Doctor Who writer Mark Gatiss says he doesn’t “give a monkey's” when fans complain about changes to the series
However, according to frequent series writer Mark Gatiss (who has penned this Saturday’s episode Empress of Mars) that’s simply not the case – because he thinks such backlash is nearly always unfounded and has little effect on the actual viewership of the show.
“Having always been one of those viewers, and also having been in my time a militant fanboy, I don’t give a monkey’s,” Gatiss told RadioTimes.com and other journalists. “Because it's not about that.
“The people who complain if something contradicts The Wheel in Space are always going to watch the show in order to complain about it.
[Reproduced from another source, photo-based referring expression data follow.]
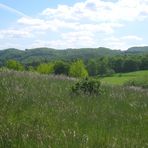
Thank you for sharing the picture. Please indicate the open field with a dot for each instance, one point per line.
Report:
(121, 78)
(39, 111)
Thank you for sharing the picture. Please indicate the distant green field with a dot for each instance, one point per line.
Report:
(121, 78)
(39, 111)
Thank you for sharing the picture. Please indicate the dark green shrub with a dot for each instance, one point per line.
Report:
(87, 86)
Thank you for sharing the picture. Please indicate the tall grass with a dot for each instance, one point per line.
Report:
(39, 111)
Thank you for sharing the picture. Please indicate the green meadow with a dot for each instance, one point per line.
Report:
(40, 111)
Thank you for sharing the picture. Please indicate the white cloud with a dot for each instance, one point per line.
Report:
(13, 33)
(123, 42)
(10, 9)
(132, 37)
(98, 10)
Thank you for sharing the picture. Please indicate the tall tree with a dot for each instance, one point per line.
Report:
(77, 69)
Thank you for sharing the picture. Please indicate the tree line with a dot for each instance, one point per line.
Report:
(101, 66)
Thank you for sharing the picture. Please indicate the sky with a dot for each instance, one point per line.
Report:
(61, 24)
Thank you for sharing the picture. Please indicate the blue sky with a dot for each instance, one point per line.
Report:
(117, 24)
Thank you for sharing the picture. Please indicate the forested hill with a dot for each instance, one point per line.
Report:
(48, 54)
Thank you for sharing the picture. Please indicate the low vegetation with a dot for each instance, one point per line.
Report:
(87, 86)
(39, 111)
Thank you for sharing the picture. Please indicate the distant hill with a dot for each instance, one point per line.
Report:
(48, 54)
(137, 49)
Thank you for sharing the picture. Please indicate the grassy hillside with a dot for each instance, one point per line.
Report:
(39, 111)
(121, 78)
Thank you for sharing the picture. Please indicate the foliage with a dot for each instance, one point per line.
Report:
(45, 68)
(15, 65)
(138, 82)
(77, 69)
(61, 67)
(122, 78)
(87, 86)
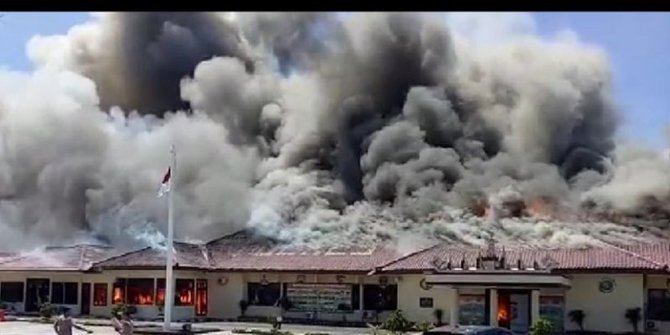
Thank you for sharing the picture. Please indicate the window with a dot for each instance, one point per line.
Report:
(119, 291)
(658, 305)
(100, 294)
(266, 294)
(380, 298)
(64, 293)
(140, 291)
(184, 292)
(11, 291)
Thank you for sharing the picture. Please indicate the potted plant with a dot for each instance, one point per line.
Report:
(634, 316)
(439, 314)
(542, 327)
(396, 323)
(577, 316)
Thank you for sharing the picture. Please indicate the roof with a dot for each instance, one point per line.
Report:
(186, 256)
(72, 258)
(603, 257)
(242, 252)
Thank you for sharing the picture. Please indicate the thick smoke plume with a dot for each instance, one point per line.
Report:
(317, 129)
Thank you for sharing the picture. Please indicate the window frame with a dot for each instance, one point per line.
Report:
(105, 291)
(13, 291)
(64, 293)
(255, 285)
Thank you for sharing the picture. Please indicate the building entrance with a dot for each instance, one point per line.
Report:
(514, 312)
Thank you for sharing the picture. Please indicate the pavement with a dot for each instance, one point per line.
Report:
(32, 328)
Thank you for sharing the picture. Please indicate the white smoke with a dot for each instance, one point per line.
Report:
(314, 129)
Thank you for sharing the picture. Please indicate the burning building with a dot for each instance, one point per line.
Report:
(502, 284)
(330, 135)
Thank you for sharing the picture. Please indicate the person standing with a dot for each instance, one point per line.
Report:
(64, 324)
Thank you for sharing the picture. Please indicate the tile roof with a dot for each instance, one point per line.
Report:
(603, 257)
(244, 252)
(241, 252)
(186, 256)
(72, 258)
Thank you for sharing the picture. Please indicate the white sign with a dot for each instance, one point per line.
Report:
(319, 297)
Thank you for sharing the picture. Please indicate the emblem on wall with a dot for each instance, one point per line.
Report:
(606, 285)
(424, 285)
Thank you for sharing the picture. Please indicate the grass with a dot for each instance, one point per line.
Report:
(260, 332)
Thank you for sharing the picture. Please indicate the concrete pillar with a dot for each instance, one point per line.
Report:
(493, 311)
(534, 306)
(453, 307)
(360, 298)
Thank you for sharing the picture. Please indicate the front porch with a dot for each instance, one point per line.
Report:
(507, 299)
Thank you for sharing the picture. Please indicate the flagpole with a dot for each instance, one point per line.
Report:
(169, 284)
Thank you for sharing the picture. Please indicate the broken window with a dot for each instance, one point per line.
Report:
(140, 291)
(184, 290)
(263, 294)
(100, 294)
(64, 293)
(380, 297)
(11, 291)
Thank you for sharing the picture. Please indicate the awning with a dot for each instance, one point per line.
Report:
(492, 279)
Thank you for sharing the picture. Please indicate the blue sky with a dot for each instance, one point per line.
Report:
(638, 45)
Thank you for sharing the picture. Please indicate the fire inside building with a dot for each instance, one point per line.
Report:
(239, 276)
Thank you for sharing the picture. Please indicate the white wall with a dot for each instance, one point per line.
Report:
(604, 311)
(108, 277)
(409, 293)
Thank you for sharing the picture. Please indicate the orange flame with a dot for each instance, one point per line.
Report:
(117, 295)
(540, 208)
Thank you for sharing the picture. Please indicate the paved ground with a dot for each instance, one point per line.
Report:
(27, 328)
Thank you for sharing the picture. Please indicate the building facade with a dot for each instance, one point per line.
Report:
(498, 285)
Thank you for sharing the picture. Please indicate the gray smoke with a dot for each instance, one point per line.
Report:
(314, 129)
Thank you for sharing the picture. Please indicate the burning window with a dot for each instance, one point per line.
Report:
(136, 291)
(160, 292)
(263, 294)
(201, 297)
(100, 294)
(140, 291)
(64, 293)
(11, 291)
(119, 291)
(380, 298)
(184, 290)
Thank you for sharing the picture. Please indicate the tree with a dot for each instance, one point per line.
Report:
(577, 316)
(634, 316)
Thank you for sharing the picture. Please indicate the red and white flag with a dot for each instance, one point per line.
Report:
(165, 184)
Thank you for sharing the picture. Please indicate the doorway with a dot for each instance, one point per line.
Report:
(85, 298)
(37, 292)
(514, 310)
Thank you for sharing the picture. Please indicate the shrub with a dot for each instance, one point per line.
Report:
(577, 316)
(542, 327)
(423, 326)
(397, 323)
(47, 311)
(122, 309)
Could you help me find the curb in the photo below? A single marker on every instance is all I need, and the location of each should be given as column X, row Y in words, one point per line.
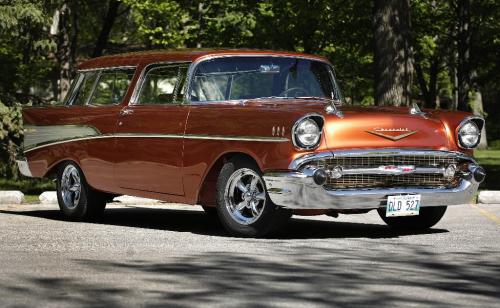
column 11, row 197
column 489, row 197
column 50, row 197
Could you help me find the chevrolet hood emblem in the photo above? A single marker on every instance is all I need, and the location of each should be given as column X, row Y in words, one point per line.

You only have to worry about the people who didn't know that the show existed before 2010. Or even 2016, effectively. It's ancient history – 6 months is ancient history in television terms.”
“I mean there's no point in being perversely cruel and say I'm going to totally rewrite the history of the Daleks,” he added. “Unless you come up with an idea which is startlingly brilliant.
“It's all one big happy thing, surely. Should be. And you shouldn't fret about stuff like that. That's why we sit around tables in pubs arguing about things, and people always have! Is that it's quite fun. And you'll always find a way.”
And, as Gatiss went on to point out, it’s not like there haven’t always been contradictions and plot holes in Doctor Who over the years…
“It's always baffled me why some things are absolutely immutable and other things aren't,” he said, before giving examples from 1976 episode The Brain of Morbius (see video above) and the 1995 Doctor Who movie of parts of Doctor Who canon that most fans now ignore.
“Why is it immutable that the Doctor has 13 lives, and yet it's not immutable that CLEARLY the Doctor and Morbius are having a mental battle that shows previous Doctors?” he asked. “That's just not...people just go 'That didn't happen.’ The Doctor is half-human. That's canonical. ‘No it isn't.’”
“The Doctor has an entirely new set of lives post-Matt Smith. People just adjust. There was a missing Doctor we didn't know about – it didn't stop the programme. Did it?”
“I've never understood that, except that there is a desire to pick and choose,” he concluded. “So if you can pick and choose, what's the problem? We'll always find a way.”